Flawed reconciliation process
Christ Community Chapel’s elders say they have done all they can to reconcile with Chen and other Sankey justice advocates. But the church’s reconciliation process, which it describes on its Sankey Review web page, was flawed.
Here’s how the church described its efforts to reconcile with critics:
“The Elders engaged a third-party conciliator to aid us in the process of reconciliation. The conciliator (not CCC) required anyone engaging in the process of reconciliation to sign a nondisclosure agreement in an effort of creating an atmosphere of transparency and vulnerability. While the Leadership at CCC was willing to sign the NDA, the advocates were not interested in engaging in the process with the conciliator.”
The third-party conciliator CCC chose was Judy Dabler, who has reliably defended ministries against legitimate complaints. Dabler was an ombudsman for Ravi Zacharias International Ministries, where she successfully deflected valid complaints about Zacharias’s long-concealed sexual activities in the years before the scandal imploded and brought down RZIM.
Her insistence that critics of Christ Community Chapel sign nondisclosure agreements is another bad sign. MinistryWatch reported last year on how ministries use NDAs to “silence victims and conceal sin.”
The CCC elders’ March 19 email seems to be a response to an email Sankey advocate Mike Wise sent to church members on Feb. 27 demanding an independent investigation. The email was forwarded to MinistryWatch.

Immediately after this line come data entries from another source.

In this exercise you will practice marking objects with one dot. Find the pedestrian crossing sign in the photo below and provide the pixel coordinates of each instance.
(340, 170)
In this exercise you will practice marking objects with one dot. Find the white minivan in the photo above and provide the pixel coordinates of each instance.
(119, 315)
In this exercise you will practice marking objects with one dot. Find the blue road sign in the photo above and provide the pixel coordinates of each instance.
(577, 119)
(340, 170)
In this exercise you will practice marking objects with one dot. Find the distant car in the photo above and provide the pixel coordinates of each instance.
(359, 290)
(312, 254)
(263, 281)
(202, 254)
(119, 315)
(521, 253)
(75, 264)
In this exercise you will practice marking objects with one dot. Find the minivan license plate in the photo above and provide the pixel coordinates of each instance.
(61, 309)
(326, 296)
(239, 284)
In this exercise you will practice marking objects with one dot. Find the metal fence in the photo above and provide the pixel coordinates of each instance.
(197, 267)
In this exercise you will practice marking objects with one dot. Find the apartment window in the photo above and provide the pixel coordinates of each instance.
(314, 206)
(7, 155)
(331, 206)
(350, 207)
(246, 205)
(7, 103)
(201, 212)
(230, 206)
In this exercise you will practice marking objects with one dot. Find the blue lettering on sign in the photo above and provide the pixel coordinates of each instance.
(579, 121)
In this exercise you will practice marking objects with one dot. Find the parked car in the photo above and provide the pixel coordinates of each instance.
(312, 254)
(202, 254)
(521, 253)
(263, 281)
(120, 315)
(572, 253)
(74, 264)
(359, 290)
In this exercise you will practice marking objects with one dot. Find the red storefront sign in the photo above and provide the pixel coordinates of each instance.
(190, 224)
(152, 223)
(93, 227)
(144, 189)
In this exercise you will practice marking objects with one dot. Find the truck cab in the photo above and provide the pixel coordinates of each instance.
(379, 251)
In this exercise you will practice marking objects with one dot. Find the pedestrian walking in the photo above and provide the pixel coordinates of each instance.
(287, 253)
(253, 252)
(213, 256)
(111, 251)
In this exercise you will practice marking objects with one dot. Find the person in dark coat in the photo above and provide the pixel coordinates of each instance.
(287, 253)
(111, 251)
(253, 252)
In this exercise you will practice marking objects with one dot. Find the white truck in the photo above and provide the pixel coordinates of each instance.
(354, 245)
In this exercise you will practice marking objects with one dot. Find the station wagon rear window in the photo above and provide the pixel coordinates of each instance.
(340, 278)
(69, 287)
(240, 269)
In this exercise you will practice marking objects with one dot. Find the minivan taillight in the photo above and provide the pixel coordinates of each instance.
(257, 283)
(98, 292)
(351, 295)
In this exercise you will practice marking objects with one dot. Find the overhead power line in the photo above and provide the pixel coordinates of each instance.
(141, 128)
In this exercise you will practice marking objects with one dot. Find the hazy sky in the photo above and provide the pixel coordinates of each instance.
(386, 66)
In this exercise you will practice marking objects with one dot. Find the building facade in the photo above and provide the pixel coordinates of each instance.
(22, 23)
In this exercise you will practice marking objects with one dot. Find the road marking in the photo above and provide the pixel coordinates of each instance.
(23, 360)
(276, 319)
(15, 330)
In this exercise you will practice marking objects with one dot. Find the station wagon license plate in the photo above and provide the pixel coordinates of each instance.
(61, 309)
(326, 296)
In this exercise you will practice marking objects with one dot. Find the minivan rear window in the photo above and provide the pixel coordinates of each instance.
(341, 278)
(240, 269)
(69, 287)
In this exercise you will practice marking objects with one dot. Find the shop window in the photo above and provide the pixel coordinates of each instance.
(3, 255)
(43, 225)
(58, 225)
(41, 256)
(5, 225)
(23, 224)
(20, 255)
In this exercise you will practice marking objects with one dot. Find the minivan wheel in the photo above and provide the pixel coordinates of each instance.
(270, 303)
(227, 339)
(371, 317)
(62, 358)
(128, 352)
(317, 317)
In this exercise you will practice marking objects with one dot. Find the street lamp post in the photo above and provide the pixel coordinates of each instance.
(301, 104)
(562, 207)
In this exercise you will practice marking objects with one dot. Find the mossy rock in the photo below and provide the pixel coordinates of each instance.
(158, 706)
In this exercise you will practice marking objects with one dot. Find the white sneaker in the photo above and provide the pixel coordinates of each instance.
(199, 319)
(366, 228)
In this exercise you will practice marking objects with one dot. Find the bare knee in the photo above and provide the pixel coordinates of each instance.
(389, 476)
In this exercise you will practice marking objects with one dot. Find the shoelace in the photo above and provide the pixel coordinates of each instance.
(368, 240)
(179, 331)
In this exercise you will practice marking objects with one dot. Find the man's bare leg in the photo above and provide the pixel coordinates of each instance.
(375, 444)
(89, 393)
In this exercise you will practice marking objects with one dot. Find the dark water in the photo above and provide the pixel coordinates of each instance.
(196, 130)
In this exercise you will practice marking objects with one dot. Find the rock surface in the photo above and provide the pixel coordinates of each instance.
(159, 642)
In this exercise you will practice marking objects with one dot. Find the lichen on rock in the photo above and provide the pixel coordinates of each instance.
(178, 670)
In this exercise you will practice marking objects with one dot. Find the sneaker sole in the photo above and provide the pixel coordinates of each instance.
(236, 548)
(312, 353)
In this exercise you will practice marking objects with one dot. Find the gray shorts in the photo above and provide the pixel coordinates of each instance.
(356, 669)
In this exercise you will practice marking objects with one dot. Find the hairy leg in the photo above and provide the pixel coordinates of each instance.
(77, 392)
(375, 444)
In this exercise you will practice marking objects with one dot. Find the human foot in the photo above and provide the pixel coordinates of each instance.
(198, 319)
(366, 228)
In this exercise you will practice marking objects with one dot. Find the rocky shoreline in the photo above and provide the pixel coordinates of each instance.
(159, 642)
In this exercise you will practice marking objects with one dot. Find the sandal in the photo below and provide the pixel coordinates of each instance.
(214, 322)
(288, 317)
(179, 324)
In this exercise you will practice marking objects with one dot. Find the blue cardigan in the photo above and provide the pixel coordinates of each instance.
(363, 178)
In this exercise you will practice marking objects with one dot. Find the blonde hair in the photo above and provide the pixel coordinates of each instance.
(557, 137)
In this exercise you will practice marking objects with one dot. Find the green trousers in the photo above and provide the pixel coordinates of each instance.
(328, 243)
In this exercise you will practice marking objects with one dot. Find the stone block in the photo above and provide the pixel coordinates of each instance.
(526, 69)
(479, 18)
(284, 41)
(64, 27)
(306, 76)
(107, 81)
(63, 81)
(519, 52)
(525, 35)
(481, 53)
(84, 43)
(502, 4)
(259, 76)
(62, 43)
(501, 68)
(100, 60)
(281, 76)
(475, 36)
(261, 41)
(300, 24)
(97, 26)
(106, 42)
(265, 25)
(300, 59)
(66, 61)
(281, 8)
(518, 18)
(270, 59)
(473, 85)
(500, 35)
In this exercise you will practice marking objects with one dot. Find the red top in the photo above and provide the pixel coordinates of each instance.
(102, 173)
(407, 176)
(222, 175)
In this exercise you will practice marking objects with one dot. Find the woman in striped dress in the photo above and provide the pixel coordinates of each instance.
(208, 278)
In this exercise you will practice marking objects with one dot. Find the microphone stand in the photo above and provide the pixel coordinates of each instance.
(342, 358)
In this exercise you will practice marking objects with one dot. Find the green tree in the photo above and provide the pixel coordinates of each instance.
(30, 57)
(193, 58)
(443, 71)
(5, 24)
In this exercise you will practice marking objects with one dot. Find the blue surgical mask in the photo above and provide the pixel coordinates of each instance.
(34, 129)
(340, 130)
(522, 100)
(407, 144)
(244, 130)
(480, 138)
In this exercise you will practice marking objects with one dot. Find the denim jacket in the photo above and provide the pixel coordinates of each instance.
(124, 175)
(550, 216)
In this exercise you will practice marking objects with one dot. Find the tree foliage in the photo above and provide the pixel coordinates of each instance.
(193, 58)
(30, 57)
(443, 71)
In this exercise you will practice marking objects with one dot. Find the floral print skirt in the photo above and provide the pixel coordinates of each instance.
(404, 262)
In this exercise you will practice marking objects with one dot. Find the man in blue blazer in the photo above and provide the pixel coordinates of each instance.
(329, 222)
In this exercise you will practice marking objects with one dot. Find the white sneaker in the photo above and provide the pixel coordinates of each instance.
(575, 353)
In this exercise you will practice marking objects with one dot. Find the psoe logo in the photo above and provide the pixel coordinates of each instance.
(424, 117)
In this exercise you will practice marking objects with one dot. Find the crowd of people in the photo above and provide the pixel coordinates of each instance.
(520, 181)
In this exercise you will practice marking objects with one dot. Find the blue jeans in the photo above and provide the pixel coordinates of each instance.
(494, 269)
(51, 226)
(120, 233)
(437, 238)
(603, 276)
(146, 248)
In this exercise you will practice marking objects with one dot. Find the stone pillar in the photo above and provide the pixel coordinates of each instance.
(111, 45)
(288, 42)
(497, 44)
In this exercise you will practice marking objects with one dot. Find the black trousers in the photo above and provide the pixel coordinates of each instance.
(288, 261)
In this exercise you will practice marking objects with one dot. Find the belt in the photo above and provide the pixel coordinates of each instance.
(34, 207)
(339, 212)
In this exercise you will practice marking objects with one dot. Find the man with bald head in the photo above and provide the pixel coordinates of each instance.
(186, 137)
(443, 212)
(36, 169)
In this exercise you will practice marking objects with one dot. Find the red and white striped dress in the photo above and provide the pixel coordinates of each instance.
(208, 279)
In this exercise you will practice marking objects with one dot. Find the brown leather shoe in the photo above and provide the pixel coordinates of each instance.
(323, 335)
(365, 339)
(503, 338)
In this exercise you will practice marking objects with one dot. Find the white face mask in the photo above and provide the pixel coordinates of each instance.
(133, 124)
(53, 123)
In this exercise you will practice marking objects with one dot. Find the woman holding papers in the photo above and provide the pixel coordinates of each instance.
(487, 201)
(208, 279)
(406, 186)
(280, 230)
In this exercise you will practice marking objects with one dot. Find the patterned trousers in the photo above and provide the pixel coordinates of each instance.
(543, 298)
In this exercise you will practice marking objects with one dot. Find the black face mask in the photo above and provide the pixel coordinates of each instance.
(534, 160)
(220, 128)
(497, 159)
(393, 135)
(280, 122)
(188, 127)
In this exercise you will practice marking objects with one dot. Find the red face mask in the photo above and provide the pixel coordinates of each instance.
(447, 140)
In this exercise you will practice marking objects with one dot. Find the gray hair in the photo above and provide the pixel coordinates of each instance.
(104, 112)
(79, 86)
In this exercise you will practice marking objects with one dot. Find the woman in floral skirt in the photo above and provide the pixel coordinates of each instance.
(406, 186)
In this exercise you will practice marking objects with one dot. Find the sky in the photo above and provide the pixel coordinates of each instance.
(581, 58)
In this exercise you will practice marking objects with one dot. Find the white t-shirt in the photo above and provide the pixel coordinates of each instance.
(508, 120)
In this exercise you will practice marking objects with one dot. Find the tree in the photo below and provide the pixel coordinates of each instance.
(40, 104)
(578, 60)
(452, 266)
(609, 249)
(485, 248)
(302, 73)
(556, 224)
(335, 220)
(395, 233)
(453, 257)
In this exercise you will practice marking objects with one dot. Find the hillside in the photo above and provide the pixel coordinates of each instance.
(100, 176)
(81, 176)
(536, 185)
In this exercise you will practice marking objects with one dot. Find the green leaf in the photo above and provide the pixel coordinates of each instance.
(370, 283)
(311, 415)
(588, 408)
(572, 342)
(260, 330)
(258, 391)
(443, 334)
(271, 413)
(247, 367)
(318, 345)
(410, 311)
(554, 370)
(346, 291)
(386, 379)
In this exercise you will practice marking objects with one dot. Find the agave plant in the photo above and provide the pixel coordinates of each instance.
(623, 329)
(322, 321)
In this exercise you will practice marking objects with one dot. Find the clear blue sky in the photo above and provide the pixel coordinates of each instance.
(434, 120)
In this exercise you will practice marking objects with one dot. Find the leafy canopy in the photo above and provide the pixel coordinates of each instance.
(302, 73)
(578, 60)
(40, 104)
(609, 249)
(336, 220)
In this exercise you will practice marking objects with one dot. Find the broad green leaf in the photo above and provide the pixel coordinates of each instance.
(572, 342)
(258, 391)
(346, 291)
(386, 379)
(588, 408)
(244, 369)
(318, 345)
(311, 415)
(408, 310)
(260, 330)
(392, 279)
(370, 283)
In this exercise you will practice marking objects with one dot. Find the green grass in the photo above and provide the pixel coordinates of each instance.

Wise formerly defended Tom Randall and operated the Free Tom Randall Facebook page, but changed his mind after reading CCC’s internal report on the scandal.
“I was lied to,” Wise said. “We were all lied to.”
Wise urged CCC members to do the right thing and take action.
“Act with your feet. If you are still attending CCC, stop.
“Act with your heart. If you are serving, resign.
“Act with your wallet. Stop donating—to CCC or any other connected ministry.”